Like it or not, when the talk these days comes to the stock market, the bottom line still comes down to what the Federal Reserve is going to do.
Read action essays on stock market this week, or, last week, and you get a suggestion that the performance of financial institutions is behind the rise in the stock market this week, or, that the better-than-expected third-quarter GDP growth shows that the economy is better than many expected.
But, after these reasons were given, attention turned to the Federal Reserve.
The Federal Reserve has a meeting of its Federal Open Market Committee, the Fed’s policy making group, on November 1 and 2.
Almost everyone expected the FOMC to raise its policy interest rate by 75 basis points, which would bring the effective Federal Funds rate to 3.83 percent.
The big debate today?
What will the Federal Reserve do at the December FOMC meeting.
People were expecting another 75-basis rate hike, but word came last week that the Fed could only raise its policy rate by 50 basis points.
This means that after five consecutive 75-basis point hikes, the Fed will pull back on such a strong move each meeting.
As word spread through the investment community, a group of “investors” were talking about a “pivot” in the Federal Reserve’s monetary policy.
A move like this, to many investors, is seen as a change like this “major.”
There is no proof of this. There are no details about such a “pivot.”
As far as I read in the market, the judgment of the investor is the judgment of Fed Chairman Jerome Powell.
Chairman Powell led the Federal Reserve through the spread of the Covid-19 pandemic, the subsequent economic recession, supply chain problems, and other troubled sectors or markets.
However, Mr. Powell has always led in a way where the Fed has erred on the side of monetary ease.
This is one reason why many people believe that the Fed’s plans for stopping inflation do not capture the sufficient amount of liquidity that Mr. Powell and the Fed pumped into the economy in 2020 and 2021.
However, this attitude has led to the feeling that Mr. Powell will lead the Fed to err on the side of monetary ease as the Fed works to “tighten” the monetary strings.
In other words, for whatever reason, Mr. Powell wants to make sure the economy doesn’t accidentally “crash” because he didn’t pump enough liquidity into the banking system as he tried to prevent a financial collapse and restore the economy. recovery.
On this side of the curve, Mr. Powell worries that he could take too much liquidity out of the banking system, which could be subject to an accidental shock that would send the financial system and economy down a downward path. lead to financial collapse. .
In other words, Mr. Powell wants to avoid being responsible for a real economic disaster. He knew he was walking into that territory, and didn’t want to be the one to end up being identified with bad news.
Bottom line, I think many analysts and investors sense this fear in Chairman Powell.
And, so these analysts and investors, in the current situation, are looking for the time when Mr. Powell “will pivot.” They are looking for the time when he will say, “enough is enough.”
However, any such “early” decision leaves the Fed and the economy short of stopping the relatively rapid inflation that the United States currently has.
And, if the inflationary bug spreads, the US faces the importation of double-digit inflation currently experienced in England, Europe, and many other areas of the world.
So, what have we achieved this year.
The Standard & Poor’s 500 Stock Index is as good a representative as any measure.
On January 3, 2022, the S&P 500 closed at an all-time high of 4,796.56.
On October 12, the S&P 500 closed at a low for the period since the high of 3,577.03.

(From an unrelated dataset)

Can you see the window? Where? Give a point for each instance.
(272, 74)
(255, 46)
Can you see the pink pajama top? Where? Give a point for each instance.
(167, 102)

This represents a decrease of 25.4 percent that keeps the index in “Bear country.”
Since then the index has risen slightly and has risen since October 12, to Friday’s high reached on October 28, at 3,901.06, a 9.1 percent increase since the October 12 low.
Note that the chart does not include the 94-point increase in the index made on Friday, October 28.
Therefore, the stock market provides less volatility in the short term.
And, one can look at the performance of the index going back to January 3, 2022, and see how volatile the market has been this year.
However, the takeaway from all of this volatility is that very little of this volatility can be attributed to “real” economic factors.
The volatility came as the investment community pondered the actions of Mr. Powell and other leaders of the Federal Reserve and moving between feelings that Mr. ‘stick to their guns’ and keep the foot on the brake.
This attitude to me is driving the stock market this year.
The Federal Reserve raised its policy interest rate on March 16 and also began reducing the size of its securities portfolio at the same time.
My reporting shows that the Fed has continued since then, raising the policy interest rate and further reducing the size of its securities portfolio, and has not taken any actions to suggest it is “backing off” from to tighten the money.
However, the market is changing quite a bit. Analysts and investors continue to believe that the Fed will “pivot.”
This is what drives the stock market these days. All other “stuff” is just white noise.